HVC lesions largely abolished syllable-locked firing across
cell types. In HVC-lesioned birds producing babbling-like
vocalizations, only 2/15 GPi-like neurons had significant rate
peaks at syllable onsets, and none had significant rate decreases
at offsets (Fig. 8). Only 2/19 GPe-like neurons had rate
decreases at syllable onsets, and 2/19 had peaks at offsets (Fig.

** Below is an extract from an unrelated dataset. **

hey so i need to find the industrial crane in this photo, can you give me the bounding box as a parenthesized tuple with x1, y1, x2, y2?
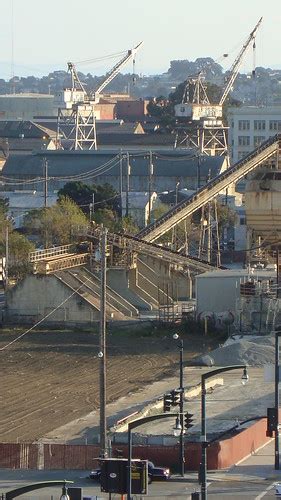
(56, 41, 143, 150)
(175, 18, 262, 124)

9). Only 2/13 MSNs exhibited rate peaks in syllable onset
aligned histogram (Fig. 10), and none exhibited significant rate
changes at offsets. Together, these data suggest that HVC is a
principal driver of syllable timing-related firing in area X of
babbling birds.
The importance of HVC in driving syllable-locked firing
raises the specific prediction that timing signals in area X
should be syllable specific. Specifically, in subsong and early
plastic songbirds, short syllables less than 50 ms are abolished
by LMAN lesion, elongated by mild LMAN cooling, but not
strongly affected by HVC lesion or cooling (Aronov et al.
2011; Veit et al. 2011). To test if area X neurons exhibit
diminished timing-related signals at short syllables, we examined onset- and offset-locked firing at short (⬍50 ms) syllables.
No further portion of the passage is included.